I've had good success adding sodium ascorbate to my oil pulling solutions. Apparently, if we have any kind of low-grade infection in our gums or teeth, it can quickly deplete Vit. C levels in our mouth, leading to what's called "localized scurvy". It has seemed that my gums really like it! I'm happy to be adding C-Paste to my repertoire.

Therapeutic Benefits of Direct Application of Vitamin C

"...The general idea of using vitamin C topically did not come to me out of nowhere. Back in 1984, Robert F. Cathcart III, MD, published on how to make what he simply called “C-paste.” He used it for herpes simplex lesions and early Kaposi’s lesions.​
“C-paste is made with either ascorbic acid or sodium ascorbate and water applied directly to the skin and covered with a bandage. Frequently, one application will suffice for herpes. . . Frequently, applications to intact skin where the patient perceives an outbreak is about to occur will completely abort the attack. Several applications may be necessary to penetrate through the intact skin.”1​
Topical vitamin C is a remarkable and versatile antiviral. Vitamin C paste applied directly to HSV or HPV lesions may make a visible difference, sometimes overnight. It is also effective on warts, which are viral.2 If ascorbic acid C stings, one may use sodium ascorbate instead of ascorbic acid. I have seen both to work.​
All this apparent antiviral property of concentrated vitamin C was an odd companion to the earlier antitoxic property I had experienced.​
Preparation of a water-based vitamin C paste is simple. Slowly add a small amount of water to about half a teaspoon of vitamin C powder. Use just enough water to wet down the vitamin C. Using less water will make a thicker paste. Application with the fingertip or a cotton swab, several times daily, is easy. The water will evaporate in a few minutes and leave a plainly visible but temporary coat of vitamin C crystals on the skin.​

It was soon to get even more interesting: I learned that vitamin C had been used to actually destroy cancer cells. How well it does so is easily and visibly demonstrated by twice-daily topical application directly onto basal cell skin carcinomas. There is no localized dose higher than that achieved by direct application.3​
The use of topical vitamin C to kill basal cell carcinoma has been known at least since 1971. Frederick R. Klenner, MD, wrote: “We have removed several small basal cell epithelioma with a 30 percent ointment” of vitamin C.4..."​


Senior Member
East Coast, USA
Hi Wayne. Eczema, also called atopic dermatitis, is a disease of inflammation. In fact, the "-itis" in its name refers to inflammation. (atopic dermatitis). Vitamin C is known to inhibit the NLRP3 inflammasome however it says that mechanistically, this inhibition is through scavenging mitochondrial ROS but not through NF-κB inhibition. https://www.researchgate.net/public..._inflammasome_by_scavenging_mitochondrial_ROS

I have used organic raw honey 1 tablespoon and 1 teaspoon lakewood organic lemon juice which has vitamin c face mask to good use. Sometimes added 1 teaspoon of organic ceylon cinnamon.

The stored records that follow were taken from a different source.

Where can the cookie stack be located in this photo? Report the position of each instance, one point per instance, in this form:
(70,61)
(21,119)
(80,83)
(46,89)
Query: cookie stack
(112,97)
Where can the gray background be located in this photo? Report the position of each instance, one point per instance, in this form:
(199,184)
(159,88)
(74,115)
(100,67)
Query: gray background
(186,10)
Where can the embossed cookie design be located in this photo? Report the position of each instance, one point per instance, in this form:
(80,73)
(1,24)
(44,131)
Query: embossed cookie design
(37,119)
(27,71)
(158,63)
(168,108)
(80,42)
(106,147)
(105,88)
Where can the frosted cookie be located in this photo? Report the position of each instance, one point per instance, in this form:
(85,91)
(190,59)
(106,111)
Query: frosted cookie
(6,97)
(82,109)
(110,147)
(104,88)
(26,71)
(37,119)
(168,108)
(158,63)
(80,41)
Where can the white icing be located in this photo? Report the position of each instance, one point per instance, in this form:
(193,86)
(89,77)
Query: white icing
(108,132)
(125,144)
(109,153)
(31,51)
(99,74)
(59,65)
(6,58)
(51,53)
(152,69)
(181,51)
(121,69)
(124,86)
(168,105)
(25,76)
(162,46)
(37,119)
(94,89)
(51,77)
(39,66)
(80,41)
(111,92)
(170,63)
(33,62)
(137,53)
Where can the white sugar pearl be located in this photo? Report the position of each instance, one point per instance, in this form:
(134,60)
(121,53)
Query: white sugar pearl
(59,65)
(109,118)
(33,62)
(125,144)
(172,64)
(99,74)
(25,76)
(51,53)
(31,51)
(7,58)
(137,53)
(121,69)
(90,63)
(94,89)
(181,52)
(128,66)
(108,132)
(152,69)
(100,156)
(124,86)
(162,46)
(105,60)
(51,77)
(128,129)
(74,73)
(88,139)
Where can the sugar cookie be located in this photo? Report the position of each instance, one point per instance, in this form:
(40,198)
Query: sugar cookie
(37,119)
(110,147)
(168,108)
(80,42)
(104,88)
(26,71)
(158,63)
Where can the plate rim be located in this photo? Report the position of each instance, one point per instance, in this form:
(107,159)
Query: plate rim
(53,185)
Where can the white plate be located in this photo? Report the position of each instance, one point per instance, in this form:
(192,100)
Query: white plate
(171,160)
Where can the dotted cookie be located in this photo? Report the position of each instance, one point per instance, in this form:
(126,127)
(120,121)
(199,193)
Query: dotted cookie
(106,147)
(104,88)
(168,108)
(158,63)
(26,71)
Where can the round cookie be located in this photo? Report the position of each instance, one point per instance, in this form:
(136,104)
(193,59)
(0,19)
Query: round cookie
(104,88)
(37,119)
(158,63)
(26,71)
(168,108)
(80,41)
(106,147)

I happened to be looking for other reasons related to inflammation and it appears that Peroxisome proliferator-activated receptor alpha (PPAR-a) regulates skin inflammation and humoral response in atopic dermatitis. https://pubmed.ncbi.nlm.nih.gov/18249437/ and topical application of PPAR-a activator suppressed it https://pubmed.ncbi.nlm.nih.gov/22583373/

So one possibility might be to try an over the counter PPAR-a activator like micronized Palmitoylethanolamide (PEA) (a natural substance in the body and food) which activates PPAR-a and also showed antidepressant effects. These effects were mimicked by the PPAR-a synthetic agonists, and the antidepressive effects of PEA were prevented by PPAR-a deletion + antagonists https://www.sciencedirect.com/science/article/abs/pii/S0165032718315994 It happens to lower inflammation as well. Might be a good try although there are drugs for PPAR-a like fenofibrate and others for eczema. Zinc is needed for the pathway if not getting results alone in men, and possibly vitamins A retinol+D in RDA amounts for the zinc. Not sure about using something like that topically as mentioned but its all new and interesting info I just came across.

It may be just itching unrelated to eczema but histamine or non histamine skin itching and if that is the case then its different than the above with different info.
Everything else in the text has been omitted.